Frank Williams dirigia o carro no dia do acidente e Peter Windsor estava a seu lado. Conheço o lugar, é uma serra. As pessoas que se deslocavam por lá na época me contam que a proteção da estrada era bem pior que hoje. Windsor me contou que Frank costumava andar rápido. Uma ocasião, em 1993, entrevistei Frank Williams e lhe fiz uma pergunta: Dirigente ou piloto, como dizendo o que o senhor prefere ser? “Piloto, lógico, por conta dessa minha paixão pela velocidade hoje estou numa cadeira de rodas.” Senti uma pontinha de frustração em Williams por não ter seguido a carreira de piloto que ele tanto desejava. Chegou a competir de Fórmula 3.
Seu carro capotou na estrada e rolou uma pequena ribanceira. O teto cedeu justamente sobre a sua cabeça, o que lhe causou a fratura de vértebra cervical com secção da medula. Peter Windsor quase não se fez nada. Vocês sabiam que há mais de uma pessoa que o assisti em tempo integral. Compreender o que ele diz é difícil porque quase não tem voz. Sua respiração acabou comprometida com o seccionamento nervoso. Faz massagens diárias para facilitar a respiração. Não é capaz de comer e fazer qualquer atividade sozinho. Tetraplegia significa não movimentar os quatro membros, dentre outras limitações severas. Só quem tem uma determinação de ferro pela vida é capaz de sobreviver e ainda dirigir uma estrutura como uma escuderia de Fórmula 1. A Williams está mal hoje, mas foi considerada a melhor da década de 90. E quem comandava tudo?

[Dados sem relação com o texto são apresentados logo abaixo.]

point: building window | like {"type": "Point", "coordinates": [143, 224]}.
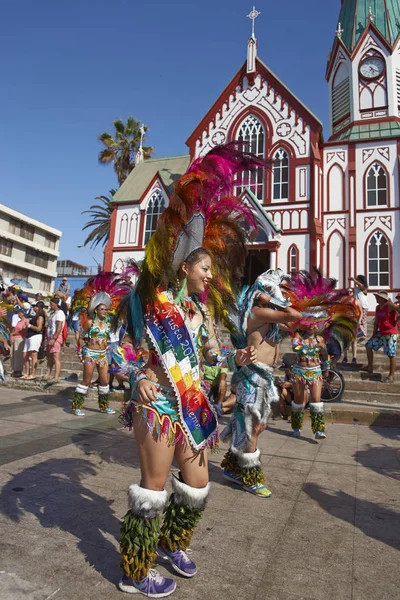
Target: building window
{"type": "Point", "coordinates": [5, 247]}
{"type": "Point", "coordinates": [378, 261]}
{"type": "Point", "coordinates": [293, 259]}
{"type": "Point", "coordinates": [45, 284]}
{"type": "Point", "coordinates": [377, 190]}
{"type": "Point", "coordinates": [34, 257]}
{"type": "Point", "coordinates": [22, 229]}
{"type": "Point", "coordinates": [50, 241]}
{"type": "Point", "coordinates": [10, 271]}
{"type": "Point", "coordinates": [252, 132]}
{"type": "Point", "coordinates": [281, 175]}
{"type": "Point", "coordinates": [154, 209]}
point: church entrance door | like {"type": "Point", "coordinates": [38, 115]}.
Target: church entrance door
{"type": "Point", "coordinates": [258, 261]}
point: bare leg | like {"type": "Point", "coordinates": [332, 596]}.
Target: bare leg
{"type": "Point", "coordinates": [155, 456]}
{"type": "Point", "coordinates": [193, 466]}
{"type": "Point", "coordinates": [57, 364]}
{"type": "Point", "coordinates": [370, 357]}
{"type": "Point", "coordinates": [392, 366]}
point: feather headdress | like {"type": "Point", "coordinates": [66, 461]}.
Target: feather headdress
{"type": "Point", "coordinates": [332, 311]}
{"type": "Point", "coordinates": [203, 214]}
{"type": "Point", "coordinates": [104, 288]}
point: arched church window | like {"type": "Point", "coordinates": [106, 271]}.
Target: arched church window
{"type": "Point", "coordinates": [293, 259]}
{"type": "Point", "coordinates": [252, 132]}
{"type": "Point", "coordinates": [155, 207]}
{"type": "Point", "coordinates": [377, 188]}
{"type": "Point", "coordinates": [281, 175]}
{"type": "Point", "coordinates": [378, 260]}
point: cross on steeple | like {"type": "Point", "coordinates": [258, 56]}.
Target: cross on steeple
{"type": "Point", "coordinates": [253, 16]}
{"type": "Point", "coordinates": [371, 16]}
{"type": "Point", "coordinates": [339, 31]}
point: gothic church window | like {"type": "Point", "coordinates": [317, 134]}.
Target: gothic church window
{"type": "Point", "coordinates": [281, 175]}
{"type": "Point", "coordinates": [377, 188]}
{"type": "Point", "coordinates": [378, 260]}
{"type": "Point", "coordinates": [293, 259]}
{"type": "Point", "coordinates": [252, 132]}
{"type": "Point", "coordinates": [155, 207]}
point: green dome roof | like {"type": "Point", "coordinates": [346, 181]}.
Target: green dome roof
{"type": "Point", "coordinates": [354, 18]}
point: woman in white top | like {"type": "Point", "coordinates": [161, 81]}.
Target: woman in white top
{"type": "Point", "coordinates": [360, 295]}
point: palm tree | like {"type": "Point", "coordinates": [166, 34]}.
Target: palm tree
{"type": "Point", "coordinates": [100, 220]}
{"type": "Point", "coordinates": [122, 148]}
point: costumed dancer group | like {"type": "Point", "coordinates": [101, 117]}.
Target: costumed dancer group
{"type": "Point", "coordinates": [190, 277]}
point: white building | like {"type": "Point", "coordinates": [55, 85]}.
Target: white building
{"type": "Point", "coordinates": [334, 204]}
{"type": "Point", "coordinates": [28, 250]}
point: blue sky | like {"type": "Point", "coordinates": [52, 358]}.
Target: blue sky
{"type": "Point", "coordinates": [69, 69]}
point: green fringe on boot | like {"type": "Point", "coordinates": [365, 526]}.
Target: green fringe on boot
{"type": "Point", "coordinates": [229, 463]}
{"type": "Point", "coordinates": [317, 422]}
{"type": "Point", "coordinates": [138, 545]}
{"type": "Point", "coordinates": [103, 402]}
{"type": "Point", "coordinates": [77, 400]}
{"type": "Point", "coordinates": [253, 476]}
{"type": "Point", "coordinates": [178, 526]}
{"type": "Point", "coordinates": [297, 420]}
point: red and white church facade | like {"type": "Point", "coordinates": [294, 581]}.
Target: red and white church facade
{"type": "Point", "coordinates": [333, 204]}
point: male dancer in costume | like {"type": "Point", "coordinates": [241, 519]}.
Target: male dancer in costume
{"type": "Point", "coordinates": [263, 309]}
{"type": "Point", "coordinates": [327, 314]}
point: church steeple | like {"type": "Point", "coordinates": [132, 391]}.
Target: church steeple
{"type": "Point", "coordinates": [252, 43]}
{"type": "Point", "coordinates": [356, 15]}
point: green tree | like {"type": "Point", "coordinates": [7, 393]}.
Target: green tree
{"type": "Point", "coordinates": [121, 148]}
{"type": "Point", "coordinates": [100, 220]}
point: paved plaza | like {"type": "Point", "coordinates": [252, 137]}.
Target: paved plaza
{"type": "Point", "coordinates": [331, 530]}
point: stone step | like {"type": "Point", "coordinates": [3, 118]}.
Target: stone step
{"type": "Point", "coordinates": [371, 397]}
{"type": "Point", "coordinates": [376, 386]}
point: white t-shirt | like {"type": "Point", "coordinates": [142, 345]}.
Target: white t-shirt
{"type": "Point", "coordinates": [14, 320]}
{"type": "Point", "coordinates": [361, 297]}
{"type": "Point", "coordinates": [53, 320]}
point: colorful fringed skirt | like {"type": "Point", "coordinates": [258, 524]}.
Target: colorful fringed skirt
{"type": "Point", "coordinates": [94, 357]}
{"type": "Point", "coordinates": [161, 416]}
{"type": "Point", "coordinates": [306, 375]}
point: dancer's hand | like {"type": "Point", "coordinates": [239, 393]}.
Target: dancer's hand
{"type": "Point", "coordinates": [246, 356]}
{"type": "Point", "coordinates": [146, 391]}
{"type": "Point", "coordinates": [263, 299]}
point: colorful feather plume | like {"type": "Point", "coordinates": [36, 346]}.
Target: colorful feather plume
{"type": "Point", "coordinates": [332, 311]}
{"type": "Point", "coordinates": [105, 288]}
{"type": "Point", "coordinates": [203, 213]}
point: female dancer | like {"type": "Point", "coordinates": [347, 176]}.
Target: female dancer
{"type": "Point", "coordinates": [311, 360]}
{"type": "Point", "coordinates": [33, 340]}
{"type": "Point", "coordinates": [199, 247]}
{"type": "Point", "coordinates": [95, 304]}
{"type": "Point", "coordinates": [327, 313]}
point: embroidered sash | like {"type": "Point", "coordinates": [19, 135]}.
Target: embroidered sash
{"type": "Point", "coordinates": [177, 353]}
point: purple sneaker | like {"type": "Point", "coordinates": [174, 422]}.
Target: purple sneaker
{"type": "Point", "coordinates": [154, 585]}
{"type": "Point", "coordinates": [179, 560]}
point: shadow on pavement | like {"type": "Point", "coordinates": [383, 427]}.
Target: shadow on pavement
{"type": "Point", "coordinates": [116, 447]}
{"type": "Point", "coordinates": [54, 493]}
{"type": "Point", "coordinates": [382, 460]}
{"type": "Point", "coordinates": [374, 520]}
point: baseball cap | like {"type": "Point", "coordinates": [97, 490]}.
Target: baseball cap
{"type": "Point", "coordinates": [382, 294]}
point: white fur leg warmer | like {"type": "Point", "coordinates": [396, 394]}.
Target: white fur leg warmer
{"type": "Point", "coordinates": [146, 503]}
{"type": "Point", "coordinates": [81, 389]}
{"type": "Point", "coordinates": [248, 460]}
{"type": "Point", "coordinates": [186, 495]}
{"type": "Point", "coordinates": [297, 407]}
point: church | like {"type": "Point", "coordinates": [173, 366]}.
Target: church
{"type": "Point", "coordinates": [331, 203]}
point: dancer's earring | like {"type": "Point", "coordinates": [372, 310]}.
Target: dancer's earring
{"type": "Point", "coordinates": [181, 292]}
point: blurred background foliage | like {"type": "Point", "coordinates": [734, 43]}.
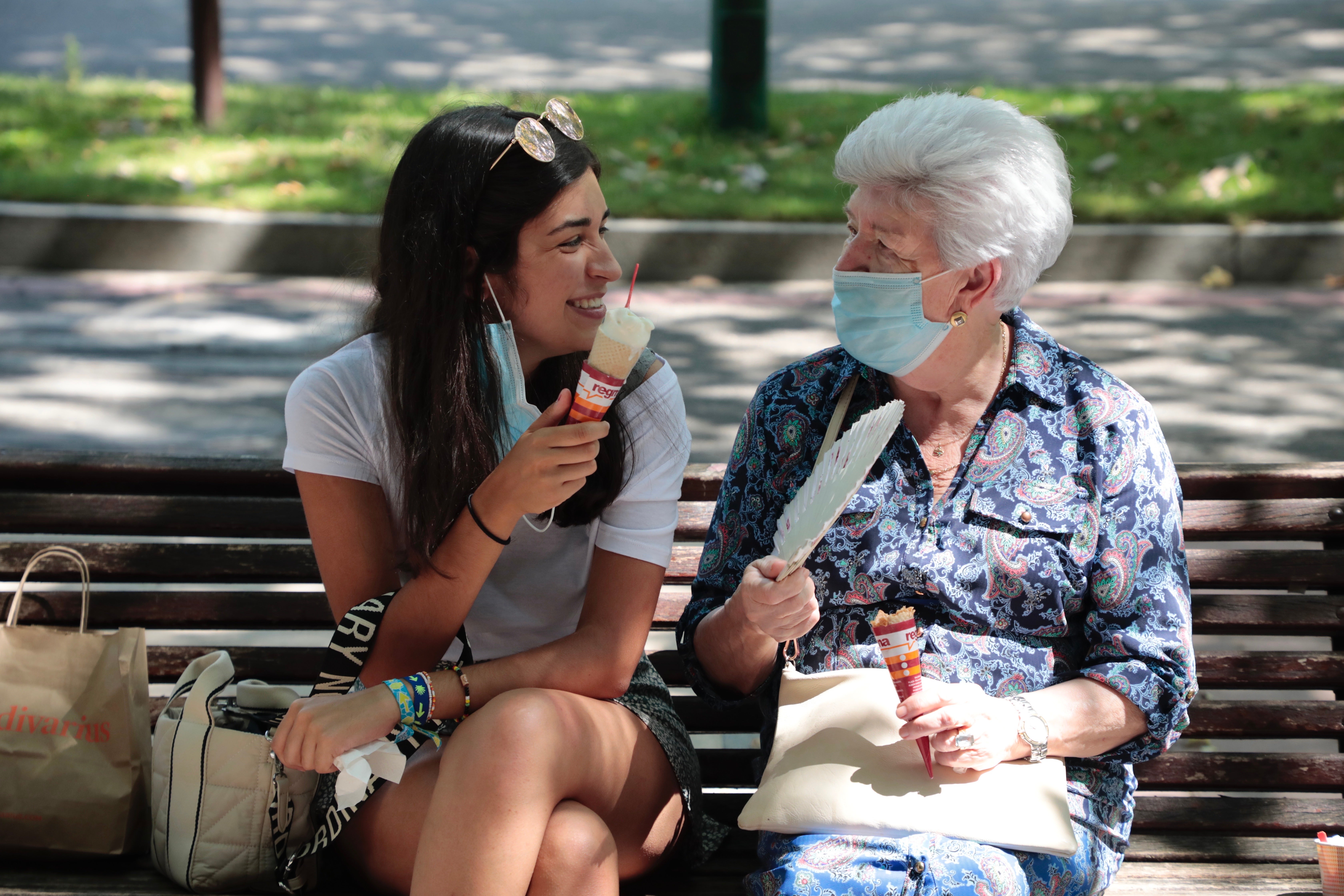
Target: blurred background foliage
{"type": "Point", "coordinates": [1140, 155]}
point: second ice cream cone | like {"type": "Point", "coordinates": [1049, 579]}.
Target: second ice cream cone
{"type": "Point", "coordinates": [897, 635]}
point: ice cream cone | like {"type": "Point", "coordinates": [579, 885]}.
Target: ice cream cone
{"type": "Point", "coordinates": [616, 350]}
{"type": "Point", "coordinates": [612, 358]}
{"type": "Point", "coordinates": [897, 640]}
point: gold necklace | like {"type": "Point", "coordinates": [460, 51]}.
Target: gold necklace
{"type": "Point", "coordinates": [939, 449]}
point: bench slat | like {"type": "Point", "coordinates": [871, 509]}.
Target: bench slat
{"type": "Point", "coordinates": [1263, 719]}
{"type": "Point", "coordinates": [1241, 815]}
{"type": "Point", "coordinates": [1205, 481]}
{"type": "Point", "coordinates": [122, 473]}
{"type": "Point", "coordinates": [1277, 614]}
{"type": "Point", "coordinates": [139, 562]}
{"type": "Point", "coordinates": [209, 515]}
{"type": "Point", "coordinates": [1190, 848]}
{"type": "Point", "coordinates": [1306, 519]}
{"type": "Point", "coordinates": [206, 515]}
{"type": "Point", "coordinates": [115, 562]}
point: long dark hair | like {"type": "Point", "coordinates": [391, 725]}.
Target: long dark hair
{"type": "Point", "coordinates": [431, 306]}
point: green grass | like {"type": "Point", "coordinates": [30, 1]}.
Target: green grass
{"type": "Point", "coordinates": [295, 148]}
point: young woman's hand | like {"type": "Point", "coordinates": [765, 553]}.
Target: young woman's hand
{"type": "Point", "coordinates": [781, 610]}
{"type": "Point", "coordinates": [943, 711]}
{"type": "Point", "coordinates": [549, 464]}
{"type": "Point", "coordinates": [316, 730]}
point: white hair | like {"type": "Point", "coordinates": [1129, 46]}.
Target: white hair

Hoje Frank Williams lidera uma organização com cerca de 500 funcionários. Tem à sua frente no escritório das dependências de Grove, a menos de uma hora de Londres, em que tive a chance de passar um dia inteiro, uma mesa. Há nela um teclado digital projetado para Frank Williams ser capaz de com sutis toques dos dedos completar uma ligação telefônica. Um fone de ouvido com microfone o mantém em contato com o mundo. É assim que Francis Owen Garbett Williams, aos 64 anos, passa quase todo o seu dia. Lembro-me de na entrevista de 1993, Frank ter me contado que talvez seu pior momento na Fórmula 1 se deu em 1970.
Ele já dirigia seu time, que competia com um modelo De Tomaso, e o piloto era Piers Courage, inglês. “Eu havia feito um financiamento bancário para cobrir o que faltava do nosso orçamento. De repente, em Zandvoort, na corrida, tivemos um acidente fatal. De um momento para o outro eu perdi meu amigo, Courage, o carro e ainda tinha uma enorme dívida para pagar.”
Superou daquela situação aparentemente sem saída e sairá, com certeza, da crise técnica e financeira experimentada agora. A partir do ano que vem passará a viver uma nova realidade. Será parceiro da Toyota. Usará seus motores e fiquei sabendo, em Monza, sábado, que Frank Williams está prestes a assinar contrato com um superpatrocinador. Com dinheiro e um bom motor em 2007, seus problemas podem começar a diminuir dramaticamente. E todos sabem onde ele é capaz de chegar, mesmo partindo quase do zero de novo, apesar da idade e todas suas deficiências físicas.